Peggy Orenstein’s Cinderella Ate My Daughter reminded me of Christensen’s “Unlearning the Myths That Bind Us” and Croteau’s “Media and Ideology.” Further, Brave, which we viewed in class, relates to these texts.
Like Christensen’s piece, Orenstein’s discusses the negative messages purported through Disney Princesses, centering on the desire to ultimately win a man. Christensen notes the same thing about the various interpretations of Cinderella/Cindy Ellie, in that the message remains the same: that beauty is important and getting a man should be a main goal in life. The only part of Orenstein’s princesses analysis I would nit-pick is her discussion of princesses’ lack of female camaraderie with other women. While this is true for 99.99% of these characters, it should be noted that, despite the many criticisms of Tiana and The Princess and the Frog in general, one of the aspects I admired most was Tiana’s friendship with Charlotte. There is no girlfighting amongst them, to my memory. Charlotte genuinely loves Tiana and vice versa. Even better, they don’t fight over the male love interest. Charlotte only wants to help. That is, as noted, if my memory serves right. And if so, then at least that example does depict positive relationships amongst girls. Orenstein, like Christensen, discusses the impact Disney Princesses have on children, but also talks about the gender division of toys and merchandising (fueled, in my humble opinion, by capitalist greed and corruption), indicating the affect these influences have on children, both boys and girls.

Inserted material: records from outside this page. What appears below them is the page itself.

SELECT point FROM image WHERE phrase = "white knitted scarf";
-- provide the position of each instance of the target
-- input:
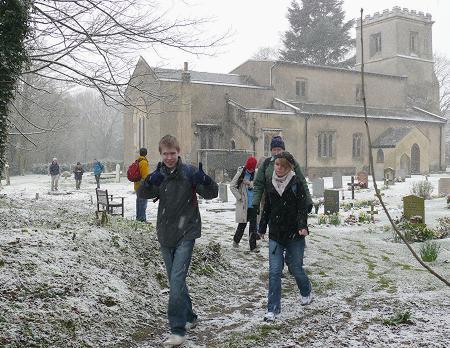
(280, 183)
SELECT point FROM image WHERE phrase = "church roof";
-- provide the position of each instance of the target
(412, 114)
(391, 137)
(206, 77)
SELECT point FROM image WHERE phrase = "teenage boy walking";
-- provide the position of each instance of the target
(178, 225)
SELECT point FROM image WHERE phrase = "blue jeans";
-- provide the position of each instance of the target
(293, 251)
(177, 261)
(141, 207)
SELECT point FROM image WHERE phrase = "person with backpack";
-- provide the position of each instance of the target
(54, 172)
(242, 188)
(137, 172)
(78, 173)
(286, 211)
(178, 225)
(97, 168)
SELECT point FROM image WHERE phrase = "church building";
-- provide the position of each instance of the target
(220, 119)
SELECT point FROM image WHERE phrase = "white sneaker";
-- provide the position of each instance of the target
(306, 300)
(270, 317)
(174, 340)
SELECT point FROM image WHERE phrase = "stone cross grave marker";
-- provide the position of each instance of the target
(352, 185)
(318, 187)
(389, 176)
(444, 186)
(372, 212)
(414, 206)
(363, 179)
(337, 180)
(223, 192)
(331, 201)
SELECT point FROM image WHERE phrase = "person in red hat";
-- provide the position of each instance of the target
(242, 188)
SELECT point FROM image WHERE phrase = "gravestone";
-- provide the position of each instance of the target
(389, 175)
(379, 171)
(363, 179)
(318, 187)
(413, 206)
(444, 186)
(337, 180)
(331, 201)
(223, 192)
(117, 172)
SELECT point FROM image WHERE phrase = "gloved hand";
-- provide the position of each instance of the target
(156, 178)
(200, 177)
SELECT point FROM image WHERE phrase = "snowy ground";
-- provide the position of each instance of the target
(66, 282)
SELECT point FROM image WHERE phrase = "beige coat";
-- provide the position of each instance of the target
(241, 197)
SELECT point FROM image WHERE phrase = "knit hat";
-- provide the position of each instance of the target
(250, 164)
(286, 155)
(277, 141)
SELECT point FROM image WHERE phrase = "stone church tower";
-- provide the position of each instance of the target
(399, 42)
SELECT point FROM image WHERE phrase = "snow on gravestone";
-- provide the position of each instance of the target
(444, 186)
(318, 186)
(331, 201)
(413, 206)
(337, 180)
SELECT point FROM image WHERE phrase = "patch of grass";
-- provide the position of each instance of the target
(429, 251)
(398, 319)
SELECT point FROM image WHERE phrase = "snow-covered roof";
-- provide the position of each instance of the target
(404, 114)
(391, 137)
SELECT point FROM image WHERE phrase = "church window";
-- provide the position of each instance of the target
(300, 87)
(375, 44)
(380, 156)
(325, 144)
(413, 42)
(357, 145)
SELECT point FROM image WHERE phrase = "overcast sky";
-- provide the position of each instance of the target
(261, 23)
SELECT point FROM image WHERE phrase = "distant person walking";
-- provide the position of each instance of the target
(78, 172)
(141, 203)
(242, 188)
(54, 172)
(97, 168)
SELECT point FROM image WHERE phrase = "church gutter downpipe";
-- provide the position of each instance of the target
(377, 192)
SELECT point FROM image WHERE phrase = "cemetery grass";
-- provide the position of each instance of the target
(65, 281)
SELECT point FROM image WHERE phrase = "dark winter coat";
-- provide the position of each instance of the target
(54, 169)
(178, 214)
(264, 178)
(286, 214)
(78, 171)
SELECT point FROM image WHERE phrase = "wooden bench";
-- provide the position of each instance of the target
(105, 202)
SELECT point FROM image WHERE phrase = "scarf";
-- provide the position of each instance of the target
(280, 183)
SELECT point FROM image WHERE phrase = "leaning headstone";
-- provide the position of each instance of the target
(444, 186)
(363, 179)
(337, 180)
(331, 201)
(117, 172)
(413, 206)
(318, 187)
(379, 171)
(223, 192)
(389, 175)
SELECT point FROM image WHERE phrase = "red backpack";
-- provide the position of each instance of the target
(133, 172)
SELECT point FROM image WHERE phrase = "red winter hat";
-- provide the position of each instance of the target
(250, 164)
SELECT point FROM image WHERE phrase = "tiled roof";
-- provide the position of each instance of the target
(391, 137)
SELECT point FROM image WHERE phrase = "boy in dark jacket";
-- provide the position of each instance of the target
(178, 225)
(286, 212)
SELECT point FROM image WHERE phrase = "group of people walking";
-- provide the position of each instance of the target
(55, 172)
(275, 194)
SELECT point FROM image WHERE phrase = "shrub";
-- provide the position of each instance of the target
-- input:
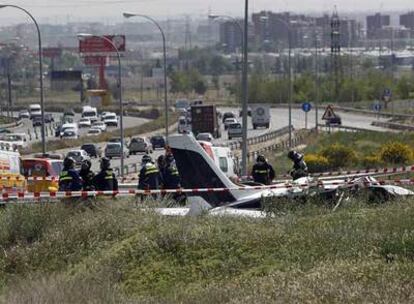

In this way, to me, it connects to Croteau. As she speaks about the pink-ifiying of toys, it seems as though these companies are attempting to create a new hegemony for gendered toys (because as Orenstein notes, it increases profit by impelling parents to buy the same product twice for separate children, for example, a blue bat for a boy and a pink one for a girl). These capitalist enterprises are trying to make “girls” and “pink” synonymous, indicating that a love of “pink” is “natural;” in fact, several of the people Orenstein speaks with admit as much about their opinions, claiming that they’re just giving girls what they want. I, of course, operate under the opinion that gender segregation of toys is damaging (and that Sweden is correct in their gender-neutral advertising). But I digress.
Merida from Brave is interesting in regards to all of these texts. On one hand, the background characters of the movie are depicted in gender segregated roles: the males are the ones that go off to battle, hunting down the bears, and are rowdy and quick to fight while the women are seen doing domestic work, such as working in the kitchens, or acting as dancers during the festivities rather than performing more masculine sports, but are also level headed in regards to fighting (though that poor maid is clearly traumatized by the end). However, unlike the other Disney Princesses, Merida does not seek to find a man. Although her mother (and most of society –except for her father) pressures her to choose a husband, she ultimately is allowed to fall in love in her own time, when she is ready, which defies the messages of the other movies. Merida doesn’t have a Disney Prince, and this movie doesn’t focus on one (like, say, Aladdin – which, side note, I still love despite valid criticism). It should be noted, however, that Brave is a gender neutral name. I remember hearing that Tangled was renamed from something like Princess Rapunzel to attempt to bring in more male audience members; likely something similar happened with Brave just as it’s happening with Frozen (and upcoming Pixar/Disney Princess movie). This is interesting because it reinforces the message from Orenstein’s piece: that girls will buy products for boys, but boys won’t buy products for girls (despite that they like them) because there’s something wrong with being a girl. As she notes, her “progressive” friend will proudly give his daughter Matchbox toys, but balks at giving his son a skirt. And it should go without saying that there is something fundamentally wrong with this opinion on girls and femininity.
Finally, I feel the need to comment on the toy production for Brave. As a cashier, I can say with confidence that they used to, at least, sell toy bows for Merida. I remember that one being a big seller a while back. It was this little plastic bow affixed to a shiny blue cardboard piece; I recall, particularly, because I wished I could have had one when I was little. However, I find it troubling that a quick search of the Walmart website now has Merida dolls and a “Disney Brave Merida Royal Dress.” Though, the dolls do come with bows and arrows. One of them is called the “Disney Brave Fashion Play Doll,” which, like Orenstein notes with Mulan and her dress, Merida (as a character) would likely be appalled to be a “fashion” anything.
I’m interested in how everyone else in the class interpreted Brave: what crtiticms did you find in it? Do you think it presents positive messages? Is it a step forward? What about Orenstein’s piece? Do you agree with what she says about Disney Princesses or do you see a benefit in them? What about the pinkification of toys?